2. **Middle Section (Processing & Explanations):**
* A central box labeled "LLM" receives inputs from the left section via arrows.
* The LLM outputs two detailed explanations, each in a separate box:
* **Explanation 1 (E1):** A green-bordered box outlining a three-step causal chain for blowing into a balloon, concluding with "Therefore, since I blew into the balloon, it caused the balloon to inflate, which resulted in its expansion."
* **Explanation 2 (E2):** A red-bordered box outlining a three-step causal chain for pricking a balloon, concluding with "Therefore, since the balloon was pricked, it may have deflated, resulting in a decrease in air pressure inside the balloon, causing the external air pressure to make the balloon expand."
3. **Right Section (Inference & Selection):**
* **Top Header:** "Inference to the Best Explanation (IBE)".
* **IBE Process:** A central box labeled "IBE" receives inputs from both E1 and E2.
* **Selection Criteria:** Two identical tables labeled "Selection Criteria" are positioned above and below the IBE box, linked to E1 and E2 respectively. Each table lists four criteria with numerical scores:
**Selection Criteria for E1:**
| Criterion | Score |
|--------------|-------|
| Consistency | 1.0 |
| Parsimony | -2.0 |
| Coherence | 0.51 |
| Uncertainty | 2.0 |
**Selection Criteria for E2:**
| Criterion | Score |
|--------------|-------|
| Consistency | 1.0 |
| Parsimony | -3.0 |
| Coherence | 0.28 |
| Uncertainty | 3.0 |
* **Output:** The IBE box has two output arrows. One points to "E1" with a green checkmark (✓). The other points to "E2" with a red cross (✗), indicating E1 is selected as the best explanation.
### Detailed Analysis
* **Flow of Logic:** The diagram maps a complete reasoning pipeline:
1. A causal question is posed.
2. Competing hypotheses are formulated as logical premises.
3. An LLM is prompted to generate step-by-step causal explanations for each hypothesis.
4. Each explanation is evaluated against a set of four selection criteria (Consistency, Parsimony, Coherence, Uncertainty), resulting in numerical scores.
5. An Inference to the Best Explanation (IBE) mechanism compares the scored explanations and selects the one with the superior profile (E1 in this case).

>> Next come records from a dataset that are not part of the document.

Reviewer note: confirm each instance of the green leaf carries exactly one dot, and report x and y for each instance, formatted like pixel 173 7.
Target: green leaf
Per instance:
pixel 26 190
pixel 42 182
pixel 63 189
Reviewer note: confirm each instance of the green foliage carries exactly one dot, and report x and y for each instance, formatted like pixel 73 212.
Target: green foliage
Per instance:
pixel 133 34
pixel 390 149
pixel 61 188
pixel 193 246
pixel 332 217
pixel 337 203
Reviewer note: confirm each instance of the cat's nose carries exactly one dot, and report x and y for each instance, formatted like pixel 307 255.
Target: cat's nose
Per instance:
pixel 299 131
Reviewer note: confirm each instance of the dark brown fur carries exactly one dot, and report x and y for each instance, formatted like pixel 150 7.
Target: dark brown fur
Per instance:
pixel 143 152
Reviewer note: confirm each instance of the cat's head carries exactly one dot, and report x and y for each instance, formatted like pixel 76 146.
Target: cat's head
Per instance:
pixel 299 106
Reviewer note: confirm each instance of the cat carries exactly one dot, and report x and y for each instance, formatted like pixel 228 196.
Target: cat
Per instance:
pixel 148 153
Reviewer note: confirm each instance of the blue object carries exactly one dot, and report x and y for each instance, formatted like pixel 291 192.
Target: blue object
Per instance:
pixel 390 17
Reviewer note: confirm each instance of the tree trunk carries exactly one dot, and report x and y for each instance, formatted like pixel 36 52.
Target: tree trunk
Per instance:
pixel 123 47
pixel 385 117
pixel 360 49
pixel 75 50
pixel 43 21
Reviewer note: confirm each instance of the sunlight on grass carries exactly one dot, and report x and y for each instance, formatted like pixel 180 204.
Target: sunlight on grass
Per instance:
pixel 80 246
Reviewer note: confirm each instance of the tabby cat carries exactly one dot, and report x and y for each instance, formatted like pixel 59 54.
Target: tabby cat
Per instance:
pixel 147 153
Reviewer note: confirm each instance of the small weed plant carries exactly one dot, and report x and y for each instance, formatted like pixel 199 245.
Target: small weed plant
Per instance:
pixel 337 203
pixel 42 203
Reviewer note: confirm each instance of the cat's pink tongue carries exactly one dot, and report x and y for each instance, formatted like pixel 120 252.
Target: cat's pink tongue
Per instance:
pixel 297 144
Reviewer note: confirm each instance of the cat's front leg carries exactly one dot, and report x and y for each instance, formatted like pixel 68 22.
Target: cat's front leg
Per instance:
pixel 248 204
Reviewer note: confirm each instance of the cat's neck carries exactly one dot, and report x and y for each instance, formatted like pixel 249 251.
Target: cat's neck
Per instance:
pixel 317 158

* **Explanation Content:**
* **E1 (Blowing):** Follows a direct, additive causal path: Blow -> Inflate -> Expand. Assumptions are straightforward commonsense physics.

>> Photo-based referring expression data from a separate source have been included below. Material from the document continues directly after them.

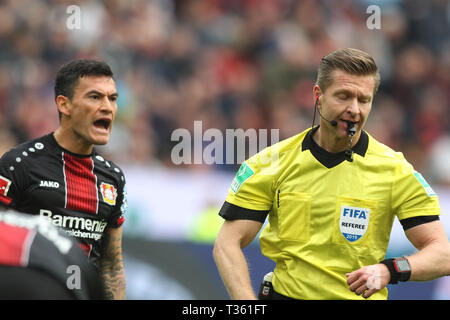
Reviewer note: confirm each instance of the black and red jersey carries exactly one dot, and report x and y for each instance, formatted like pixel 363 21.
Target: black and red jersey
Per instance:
pixel 39 261
pixel 83 194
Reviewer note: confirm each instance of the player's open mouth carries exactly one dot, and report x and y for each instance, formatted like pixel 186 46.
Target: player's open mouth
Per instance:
pixel 102 124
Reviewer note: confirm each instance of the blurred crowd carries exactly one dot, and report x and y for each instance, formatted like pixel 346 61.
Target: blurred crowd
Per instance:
pixel 231 64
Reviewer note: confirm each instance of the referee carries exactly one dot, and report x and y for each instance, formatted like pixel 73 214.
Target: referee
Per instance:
pixel 331 194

* **E2 (Pricking):** Follows a more complex, counter-intuitive path: Prick -> Deflate -> Decrease Internal Pressure -> External Pressure Causes Expansion. This chain relies on the less obvious principle that a decrease in internal pressure can lead to external expansion.
* **Scoring:** The numerical scores quantify the evaluation. E1 scores better (higher) on Parsimony (-2.0 vs -3.0) and Coherence (0.51 vs 0.28), and has lower Uncertainty (2.0 vs 3.0). Both have identical Consistency (1.0).
### Key Observations
1. **Visual Coding:** The diagram uses color consistently: green for the selected hypothesis/explanation (E1) and red for the rejected one (E2). Blue and purple text highlight key logical statements in the hypotheses.
2. **Structural Separation:** The dashed vertical lines clearly demarcate the three phases of the process: Problem Formulation, Explanation Generation, and Explanation Selection.
3. **Complexity Contrast:** The explanation for the less intuitive cause (pricking leading to expansion via deflation) is notably more complex (3 steps with a counter-intuitive final step) than the explanation for the intuitive cause (blowing).
4. **Quantified Evaluation:** The application of specific numerical scores to abstract criteria like "Parsimony" and "Coherence" is a key feature, suggesting a formalized or computational approach to evaluating explanations.
### Interpretation
This diagram serves as a conceptual model for how an AI system, specifically an LLM, can be structured to perform causal reasoning in a transparent and evaluative manner. It moves beyond simple answer generation to a process that:
* **Generates Multiple Hypotheses:** Explicitly considers competing causes.
* **Articulates Causal Mechanisms:** Requires step-by-step logical proofs with underlying assumptions, making the reasoning traceable.
* **Applies Formal Evaluation:** Uses a defined set of epistemic criteria (Consistency, Parsimony, Coherence, Uncertainty) to judge explanations, introducing objectivity.
* **Makes a Justified Selection:** The IBE step synthesizes the evaluations to choose the "best" explanation, which in this case is the simpler, more coherent one (blowing).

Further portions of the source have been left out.